We had the same class at my old school. For the girls it was optional, but was mandatory for the guys taking the course. My friend chose to take the baby home and even volunteered to do extra and he now has a child of her own as a Junior in high school. In my opinion, I don't think it really does anything. Teens are still going to have sex, it might drop the percentage of it, but this course has been around for quite some time.
Ok, where on earth the last few words of my last sentience came from I do not know, lol. It is meant to read, "Hence, the 'WAAAAAAH!!' " This is the second time this has happened to me today on this site. I'm normally pretty good in making sure I proof read every comment I post before I hit send, but apparently I am slipping in that department.
So I take it that sticking your boob in it's mouth won't work for this one, and you can't distract it with peek-a-boo either? This Is a tough one. I guess the moral issues of throwing it out the window don't apply here, so you can go ahead and do that! It'll survive. Now, if only you could rewire real babies...

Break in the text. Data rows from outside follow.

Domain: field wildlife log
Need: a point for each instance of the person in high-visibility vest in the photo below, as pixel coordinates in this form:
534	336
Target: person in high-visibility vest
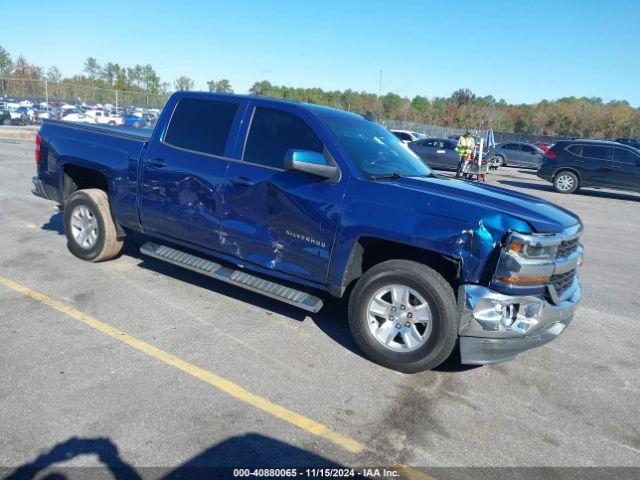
465	147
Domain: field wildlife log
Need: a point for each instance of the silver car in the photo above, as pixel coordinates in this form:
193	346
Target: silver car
518	154
438	153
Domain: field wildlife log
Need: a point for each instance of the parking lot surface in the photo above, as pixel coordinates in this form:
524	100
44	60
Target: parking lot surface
64	381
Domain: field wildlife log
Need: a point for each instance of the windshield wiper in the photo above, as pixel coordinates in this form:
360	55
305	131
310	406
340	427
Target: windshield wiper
395	175
386	175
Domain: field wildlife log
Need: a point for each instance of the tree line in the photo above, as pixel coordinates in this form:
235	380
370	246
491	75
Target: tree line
571	116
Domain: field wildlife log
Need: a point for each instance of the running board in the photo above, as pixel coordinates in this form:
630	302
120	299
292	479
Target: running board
235	277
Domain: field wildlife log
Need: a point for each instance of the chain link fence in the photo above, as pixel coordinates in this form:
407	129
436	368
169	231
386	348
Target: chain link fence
444	132
45	91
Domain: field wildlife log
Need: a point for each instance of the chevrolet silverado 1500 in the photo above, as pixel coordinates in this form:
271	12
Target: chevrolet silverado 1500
293	200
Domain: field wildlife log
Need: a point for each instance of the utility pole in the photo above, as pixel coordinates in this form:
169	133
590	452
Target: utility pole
379	92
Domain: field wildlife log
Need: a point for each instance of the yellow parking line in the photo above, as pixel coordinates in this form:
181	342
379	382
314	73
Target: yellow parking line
206	376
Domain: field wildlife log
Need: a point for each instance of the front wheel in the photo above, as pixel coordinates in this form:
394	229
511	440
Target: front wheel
89	227
402	314
566	182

It sounds like a simple magnet design. Try that first, then see if you can rewire it with a internal on/off switch. That way you can determine when you feel like parenting an electronic baby, and even get an basic understanding o electronics. We are the robots future, we must teach the kids while they are still in school how to properly take care of our robotic offspring.
@89 it's a Star Trek: TOS reference, from ST II: Wrath of Khan. One of the tests at Starfleet Academy was ostensibly a simulation of rescuing a civilian vessel in distress, the Kobayashi Maru. In reality, it's set up to be a no-win situation, and is set up as such to test how the cadet will cope when faced with a no-win situation. Captain Kirk, when he was a cadet, beat the no-win simulation by hacking and reprogramming the simulator so he could win. Yes, I'm a big nerd.
Ned's Declassified School Survival Guide, anybody?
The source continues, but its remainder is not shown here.